QUALIFICATION DU JUGEMENT :
Contradictoire, en premier ressort
EXPOSÉ DU LITIGE ET PRETENTIONS DES PARTIES
Monsieur [Z] [J] [V] [L] et Monsieur [E] [N] ont acheté deux billets d’avion auprès de la société EASYJET pour un voyage prévu le 13 avril 2021 au départ de [Localité 8] vers [Localité 13], vol EJU1775.

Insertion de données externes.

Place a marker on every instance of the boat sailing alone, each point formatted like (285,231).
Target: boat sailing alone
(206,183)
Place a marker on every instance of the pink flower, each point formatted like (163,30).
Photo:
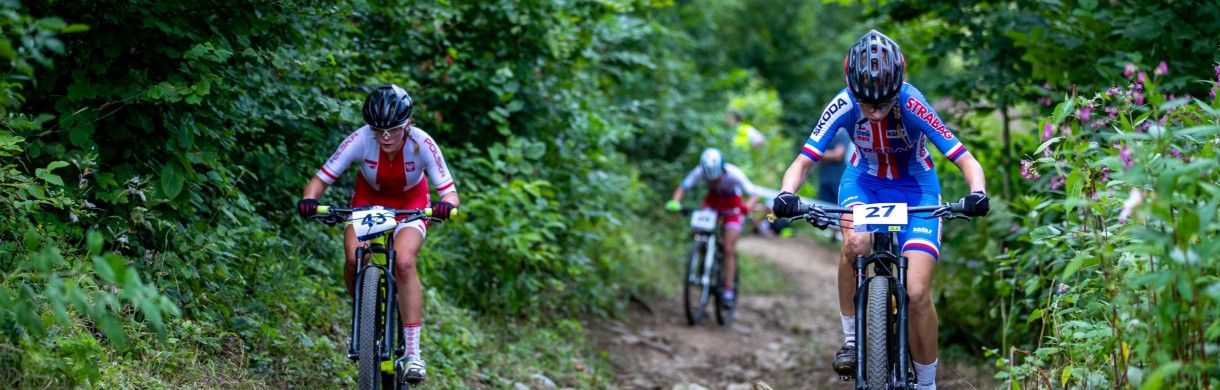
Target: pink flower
(1125,155)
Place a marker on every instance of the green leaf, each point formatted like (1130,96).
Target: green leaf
(103,268)
(1047,144)
(1074,189)
(45,174)
(1157,380)
(53,23)
(172,179)
(111,328)
(1063,110)
(1075,265)
(75,28)
(95,241)
(1043,233)
(1033,316)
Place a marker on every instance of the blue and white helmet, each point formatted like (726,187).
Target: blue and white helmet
(713,163)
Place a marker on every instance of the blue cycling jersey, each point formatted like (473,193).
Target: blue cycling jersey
(893,148)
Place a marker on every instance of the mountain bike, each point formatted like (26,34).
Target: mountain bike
(704,265)
(881,301)
(375,340)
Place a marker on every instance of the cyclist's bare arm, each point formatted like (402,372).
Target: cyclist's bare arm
(452,198)
(972,171)
(750,202)
(796,174)
(835,155)
(677,194)
(316,187)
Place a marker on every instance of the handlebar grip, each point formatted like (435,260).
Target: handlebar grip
(427,211)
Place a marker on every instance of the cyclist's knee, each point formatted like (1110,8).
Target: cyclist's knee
(405,263)
(919,295)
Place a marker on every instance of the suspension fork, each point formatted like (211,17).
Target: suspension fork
(709,257)
(903,355)
(355,302)
(391,305)
(861,335)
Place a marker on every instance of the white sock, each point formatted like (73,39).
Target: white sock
(411,332)
(848,328)
(926,374)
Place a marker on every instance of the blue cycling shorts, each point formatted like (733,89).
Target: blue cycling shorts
(858,188)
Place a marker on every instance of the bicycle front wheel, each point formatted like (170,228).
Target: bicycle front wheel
(696,291)
(725,315)
(369,375)
(877,352)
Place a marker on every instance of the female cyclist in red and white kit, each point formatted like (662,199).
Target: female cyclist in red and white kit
(394,156)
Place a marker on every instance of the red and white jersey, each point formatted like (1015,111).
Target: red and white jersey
(391,177)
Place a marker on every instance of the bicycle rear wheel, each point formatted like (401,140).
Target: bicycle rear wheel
(879,334)
(696,291)
(369,366)
(725,315)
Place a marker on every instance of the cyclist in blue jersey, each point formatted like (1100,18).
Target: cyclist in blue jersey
(889,122)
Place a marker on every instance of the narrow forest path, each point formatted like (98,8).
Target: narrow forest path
(786,341)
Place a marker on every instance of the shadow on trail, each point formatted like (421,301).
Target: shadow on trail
(782,341)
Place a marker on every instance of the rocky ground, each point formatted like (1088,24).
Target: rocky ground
(777,341)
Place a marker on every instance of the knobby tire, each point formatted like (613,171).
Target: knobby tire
(879,334)
(369,377)
(694,294)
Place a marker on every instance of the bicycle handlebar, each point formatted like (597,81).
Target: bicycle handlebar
(820,216)
(332,216)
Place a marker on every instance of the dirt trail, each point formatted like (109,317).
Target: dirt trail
(786,341)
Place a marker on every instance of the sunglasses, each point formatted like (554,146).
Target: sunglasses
(880,106)
(391,133)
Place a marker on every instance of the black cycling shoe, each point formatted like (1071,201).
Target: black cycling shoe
(844,361)
(728,301)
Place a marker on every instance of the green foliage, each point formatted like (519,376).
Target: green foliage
(1107,277)
(177,160)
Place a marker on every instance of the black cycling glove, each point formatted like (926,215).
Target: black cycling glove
(442,209)
(976,204)
(786,205)
(308,207)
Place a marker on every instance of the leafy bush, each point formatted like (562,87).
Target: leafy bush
(1108,274)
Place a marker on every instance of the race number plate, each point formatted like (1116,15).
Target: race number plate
(370,223)
(880,217)
(703,219)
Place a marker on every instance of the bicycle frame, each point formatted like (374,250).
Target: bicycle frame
(885,256)
(381,255)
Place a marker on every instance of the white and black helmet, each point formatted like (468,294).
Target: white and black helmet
(875,68)
(388,106)
(711,163)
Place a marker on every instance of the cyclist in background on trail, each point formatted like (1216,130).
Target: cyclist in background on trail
(726,183)
(891,123)
(394,156)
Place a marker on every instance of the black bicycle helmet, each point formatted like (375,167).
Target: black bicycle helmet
(388,106)
(875,68)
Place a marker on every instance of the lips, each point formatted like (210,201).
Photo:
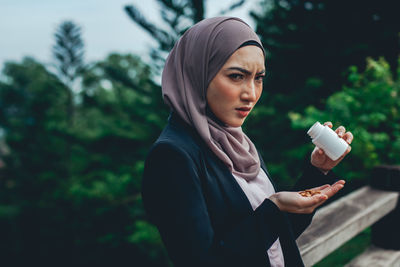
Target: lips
(244,108)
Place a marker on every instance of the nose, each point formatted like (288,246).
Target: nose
(249,92)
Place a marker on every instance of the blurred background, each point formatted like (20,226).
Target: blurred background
(80,105)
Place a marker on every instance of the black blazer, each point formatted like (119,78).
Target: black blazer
(203,215)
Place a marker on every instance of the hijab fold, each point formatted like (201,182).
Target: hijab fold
(190,67)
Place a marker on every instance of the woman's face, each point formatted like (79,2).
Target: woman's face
(236,88)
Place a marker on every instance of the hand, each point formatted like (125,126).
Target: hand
(295,203)
(318,157)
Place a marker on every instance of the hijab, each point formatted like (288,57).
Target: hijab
(190,67)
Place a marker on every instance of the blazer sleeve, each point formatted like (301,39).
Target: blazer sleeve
(175,203)
(311,177)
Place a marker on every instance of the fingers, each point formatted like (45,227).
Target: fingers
(348,137)
(340,131)
(308,204)
(320,188)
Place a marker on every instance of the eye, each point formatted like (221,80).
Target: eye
(236,76)
(260,78)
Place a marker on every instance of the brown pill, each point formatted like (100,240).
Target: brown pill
(309,193)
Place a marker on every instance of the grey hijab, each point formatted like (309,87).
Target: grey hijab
(191,65)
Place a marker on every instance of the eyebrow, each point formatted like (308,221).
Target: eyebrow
(245,71)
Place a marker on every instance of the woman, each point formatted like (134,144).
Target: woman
(205,186)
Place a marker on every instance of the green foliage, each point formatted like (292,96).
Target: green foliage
(369,107)
(78,184)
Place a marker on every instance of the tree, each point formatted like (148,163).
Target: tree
(69,52)
(369,106)
(178,16)
(310,45)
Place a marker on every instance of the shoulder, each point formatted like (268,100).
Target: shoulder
(177,138)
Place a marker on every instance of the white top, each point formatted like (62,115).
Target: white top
(257,190)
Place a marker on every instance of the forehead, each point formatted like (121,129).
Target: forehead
(248,56)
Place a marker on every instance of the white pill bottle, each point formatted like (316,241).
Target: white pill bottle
(325,138)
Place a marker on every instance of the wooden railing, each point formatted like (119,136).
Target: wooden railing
(344,218)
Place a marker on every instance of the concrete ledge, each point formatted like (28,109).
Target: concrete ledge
(341,220)
(377,257)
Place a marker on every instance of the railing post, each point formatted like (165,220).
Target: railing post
(386,232)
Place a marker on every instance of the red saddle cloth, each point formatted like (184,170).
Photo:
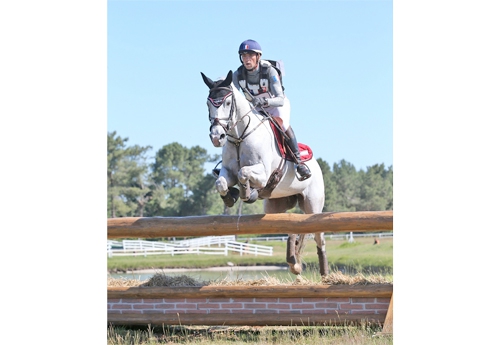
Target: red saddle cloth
(305,150)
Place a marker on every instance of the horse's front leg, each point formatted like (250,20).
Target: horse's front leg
(319,238)
(295,265)
(224,185)
(251,178)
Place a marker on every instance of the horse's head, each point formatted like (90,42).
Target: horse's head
(220,108)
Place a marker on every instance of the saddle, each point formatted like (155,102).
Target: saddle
(286,154)
(285,151)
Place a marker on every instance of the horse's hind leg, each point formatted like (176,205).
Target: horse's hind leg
(309,207)
(319,237)
(281,205)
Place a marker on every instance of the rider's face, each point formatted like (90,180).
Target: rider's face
(249,60)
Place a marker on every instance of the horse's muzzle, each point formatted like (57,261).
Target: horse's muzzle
(218,140)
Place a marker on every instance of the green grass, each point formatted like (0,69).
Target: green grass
(202,335)
(361,255)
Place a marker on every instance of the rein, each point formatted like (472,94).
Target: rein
(236,140)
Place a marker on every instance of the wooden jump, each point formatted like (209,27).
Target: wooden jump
(250,305)
(279,223)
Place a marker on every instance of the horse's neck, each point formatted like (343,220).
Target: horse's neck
(247,118)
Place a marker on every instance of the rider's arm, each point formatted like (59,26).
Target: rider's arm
(276,89)
(235,80)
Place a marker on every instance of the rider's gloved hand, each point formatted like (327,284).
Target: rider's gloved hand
(259,102)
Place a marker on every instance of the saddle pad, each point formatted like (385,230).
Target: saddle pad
(305,151)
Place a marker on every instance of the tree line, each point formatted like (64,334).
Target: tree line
(173,183)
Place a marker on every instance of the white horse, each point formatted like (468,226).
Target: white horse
(250,155)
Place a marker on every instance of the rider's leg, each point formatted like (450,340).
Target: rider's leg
(302,169)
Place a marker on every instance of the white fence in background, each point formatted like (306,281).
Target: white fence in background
(202,245)
(337,237)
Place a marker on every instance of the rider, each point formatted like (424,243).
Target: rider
(266,93)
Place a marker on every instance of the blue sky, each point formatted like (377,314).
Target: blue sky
(58,99)
(338,70)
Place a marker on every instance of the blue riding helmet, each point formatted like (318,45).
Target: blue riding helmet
(250,46)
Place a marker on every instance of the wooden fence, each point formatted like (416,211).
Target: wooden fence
(251,305)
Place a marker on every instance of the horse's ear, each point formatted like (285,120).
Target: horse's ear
(228,80)
(207,81)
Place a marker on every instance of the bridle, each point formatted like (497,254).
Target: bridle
(217,102)
(230,122)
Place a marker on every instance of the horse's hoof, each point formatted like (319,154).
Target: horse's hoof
(231,197)
(296,269)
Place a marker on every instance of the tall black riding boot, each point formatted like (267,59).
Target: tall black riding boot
(302,169)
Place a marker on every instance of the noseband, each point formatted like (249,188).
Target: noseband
(217,103)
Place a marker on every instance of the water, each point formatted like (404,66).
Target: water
(231,273)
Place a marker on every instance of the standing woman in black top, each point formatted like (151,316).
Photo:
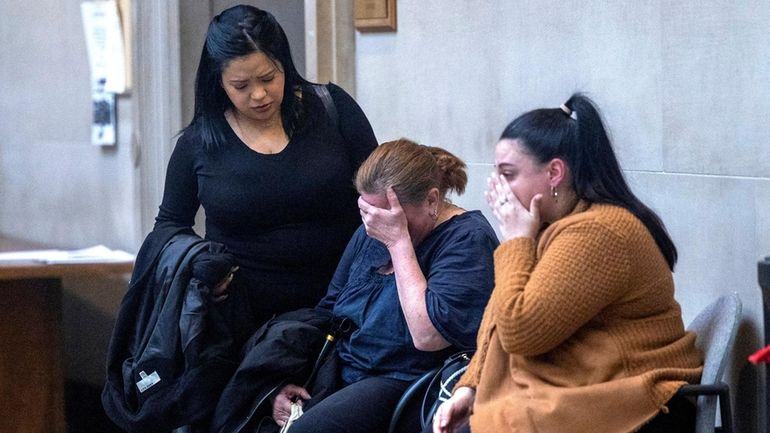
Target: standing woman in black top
(271,166)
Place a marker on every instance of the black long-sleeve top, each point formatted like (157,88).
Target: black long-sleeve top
(287,216)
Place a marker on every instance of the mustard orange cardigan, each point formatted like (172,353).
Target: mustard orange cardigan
(582,332)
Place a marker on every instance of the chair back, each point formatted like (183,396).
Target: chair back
(715,328)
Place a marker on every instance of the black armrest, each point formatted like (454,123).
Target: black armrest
(722,391)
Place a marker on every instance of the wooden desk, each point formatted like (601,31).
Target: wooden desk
(31,339)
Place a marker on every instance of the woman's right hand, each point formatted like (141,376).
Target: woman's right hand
(282,402)
(455,412)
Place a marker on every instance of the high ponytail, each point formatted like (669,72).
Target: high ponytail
(575,133)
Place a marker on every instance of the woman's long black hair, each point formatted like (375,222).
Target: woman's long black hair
(581,140)
(239,31)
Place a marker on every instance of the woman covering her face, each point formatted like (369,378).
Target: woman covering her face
(582,332)
(414,280)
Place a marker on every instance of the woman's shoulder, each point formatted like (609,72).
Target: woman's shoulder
(471,223)
(603,217)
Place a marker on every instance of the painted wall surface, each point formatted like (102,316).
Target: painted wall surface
(682,85)
(55,187)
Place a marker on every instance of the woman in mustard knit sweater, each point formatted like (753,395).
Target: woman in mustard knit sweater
(582,332)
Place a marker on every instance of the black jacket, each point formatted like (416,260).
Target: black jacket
(287,349)
(170,354)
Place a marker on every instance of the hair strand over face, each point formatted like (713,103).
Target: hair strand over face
(581,140)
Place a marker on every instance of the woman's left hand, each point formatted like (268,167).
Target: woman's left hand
(388,226)
(515,220)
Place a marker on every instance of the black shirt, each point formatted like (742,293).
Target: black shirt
(287,216)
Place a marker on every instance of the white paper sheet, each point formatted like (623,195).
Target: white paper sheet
(96,254)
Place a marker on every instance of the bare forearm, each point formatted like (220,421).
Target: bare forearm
(412,287)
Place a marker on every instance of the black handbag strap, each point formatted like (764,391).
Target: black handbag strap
(323,92)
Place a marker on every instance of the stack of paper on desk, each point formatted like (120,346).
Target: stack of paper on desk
(97,254)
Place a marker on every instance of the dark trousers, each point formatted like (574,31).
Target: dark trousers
(362,407)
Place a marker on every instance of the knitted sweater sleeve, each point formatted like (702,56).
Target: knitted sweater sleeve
(537,305)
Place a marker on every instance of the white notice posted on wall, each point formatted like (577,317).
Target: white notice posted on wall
(104,41)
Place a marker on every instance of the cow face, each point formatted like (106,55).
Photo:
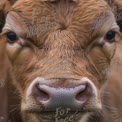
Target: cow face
(60,52)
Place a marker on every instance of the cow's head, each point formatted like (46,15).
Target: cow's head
(60,52)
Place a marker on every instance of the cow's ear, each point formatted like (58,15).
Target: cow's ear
(116,6)
(3,81)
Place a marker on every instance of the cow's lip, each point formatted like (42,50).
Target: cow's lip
(53,112)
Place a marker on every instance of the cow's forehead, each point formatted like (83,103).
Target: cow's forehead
(36,18)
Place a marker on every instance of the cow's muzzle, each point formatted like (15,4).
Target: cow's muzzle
(69,96)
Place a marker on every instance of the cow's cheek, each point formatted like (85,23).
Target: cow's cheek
(22,66)
(101,63)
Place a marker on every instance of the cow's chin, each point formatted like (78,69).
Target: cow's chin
(60,114)
(58,117)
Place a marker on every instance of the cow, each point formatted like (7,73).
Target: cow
(61,56)
(5,6)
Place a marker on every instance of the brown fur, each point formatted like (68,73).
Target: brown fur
(65,51)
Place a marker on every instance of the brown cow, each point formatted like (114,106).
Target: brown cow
(60,53)
(5,6)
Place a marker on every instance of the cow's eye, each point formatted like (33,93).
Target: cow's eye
(11,37)
(110,36)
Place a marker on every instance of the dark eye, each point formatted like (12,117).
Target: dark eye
(110,36)
(12,37)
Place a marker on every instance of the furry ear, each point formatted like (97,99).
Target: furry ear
(116,5)
(3,81)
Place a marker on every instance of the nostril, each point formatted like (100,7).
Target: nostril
(84,94)
(39,94)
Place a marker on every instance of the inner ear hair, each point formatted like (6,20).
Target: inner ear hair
(116,6)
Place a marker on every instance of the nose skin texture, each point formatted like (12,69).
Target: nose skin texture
(52,97)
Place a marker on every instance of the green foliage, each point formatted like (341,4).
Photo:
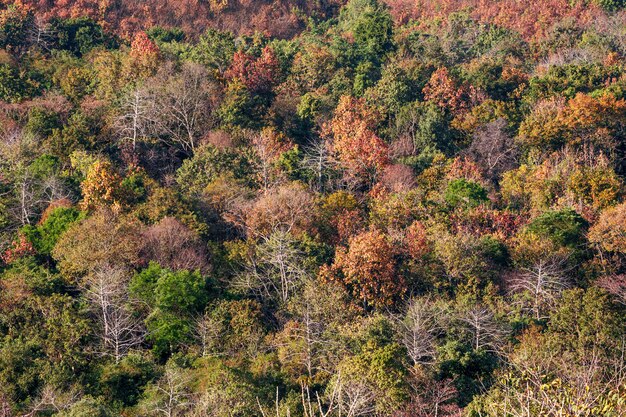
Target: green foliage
(45,236)
(173,298)
(162,34)
(464,193)
(15,85)
(80,35)
(563,227)
(214,50)
(453,280)
(87,407)
(42,122)
(122,383)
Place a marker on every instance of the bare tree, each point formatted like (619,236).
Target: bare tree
(121,330)
(486,333)
(275,269)
(184,103)
(355,397)
(418,330)
(136,116)
(615,285)
(173,245)
(493,148)
(170,396)
(208,332)
(542,281)
(319,159)
(51,399)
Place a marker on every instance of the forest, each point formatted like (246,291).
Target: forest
(332,208)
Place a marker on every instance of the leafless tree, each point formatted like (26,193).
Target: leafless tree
(542,281)
(615,285)
(136,119)
(319,159)
(40,33)
(208,333)
(184,104)
(431,399)
(355,398)
(317,408)
(170,396)
(51,399)
(493,148)
(173,245)
(486,333)
(275,269)
(121,330)
(418,330)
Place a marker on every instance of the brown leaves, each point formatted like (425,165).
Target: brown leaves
(367,270)
(357,146)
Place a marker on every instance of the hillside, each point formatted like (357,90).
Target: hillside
(310,209)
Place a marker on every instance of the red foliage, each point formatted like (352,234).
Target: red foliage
(531,18)
(361,152)
(272,17)
(367,270)
(142,46)
(614,285)
(64,202)
(480,221)
(416,240)
(260,74)
(20,248)
(445,92)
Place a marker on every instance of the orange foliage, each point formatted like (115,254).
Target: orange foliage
(272,17)
(367,270)
(19,248)
(257,74)
(361,152)
(143,46)
(445,91)
(64,202)
(100,186)
(416,240)
(531,18)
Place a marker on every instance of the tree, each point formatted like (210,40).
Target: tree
(16,22)
(173,300)
(169,396)
(173,245)
(135,120)
(286,208)
(609,232)
(494,149)
(259,75)
(275,270)
(102,239)
(269,145)
(121,330)
(185,102)
(418,331)
(101,187)
(357,147)
(486,333)
(543,272)
(367,270)
(445,92)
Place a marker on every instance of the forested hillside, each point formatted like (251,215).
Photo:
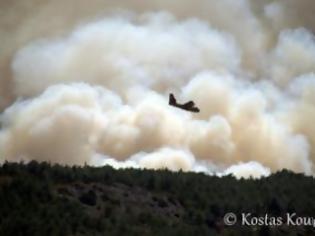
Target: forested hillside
(43,199)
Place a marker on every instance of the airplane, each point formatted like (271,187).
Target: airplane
(188,106)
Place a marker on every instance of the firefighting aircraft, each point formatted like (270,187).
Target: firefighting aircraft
(188,106)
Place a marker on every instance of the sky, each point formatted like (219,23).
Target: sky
(88,82)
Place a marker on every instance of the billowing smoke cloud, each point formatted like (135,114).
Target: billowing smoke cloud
(98,93)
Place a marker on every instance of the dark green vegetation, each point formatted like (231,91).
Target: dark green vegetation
(43,199)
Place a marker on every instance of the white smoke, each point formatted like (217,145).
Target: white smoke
(99,94)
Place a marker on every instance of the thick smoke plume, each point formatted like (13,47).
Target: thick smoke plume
(93,87)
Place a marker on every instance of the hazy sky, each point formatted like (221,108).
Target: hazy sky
(88,81)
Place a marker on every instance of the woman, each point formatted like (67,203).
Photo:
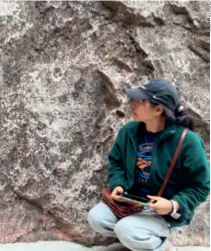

Le vol EJU1775 a été annulé.
Se plaignant de ce que la compagnie EASYJETR leur refusait diverses indemnisations, et aucune solution amiable du litige n’ayant pu aboutir, les demandeurs saisissaient le Pôle Protection et Proximité du Tribunal Judiciaire de BORDEAUX par requête du 30 août 2022, aux fins :
— De condamner la société EASYJET à leur verser la somme de 800,00 euros sur le fondement de l’article 7.1b du règlement (CE) 261/2004 du 11 février 2004, et la somme de 633 euros sur le fondement de l’article 8 dudit Règlement,
— De condamner la société EASYJET à leur verser la somme de 800 euros à titre de dommages et intérêts pour résistance abusive, 36 euros pour frais de médiation, et 800 euros pour défaut d’information,
— De condamner la société EASYJET à leur verser la somme de 1000 euros au titre des frais irrépétibles, outre les dépens.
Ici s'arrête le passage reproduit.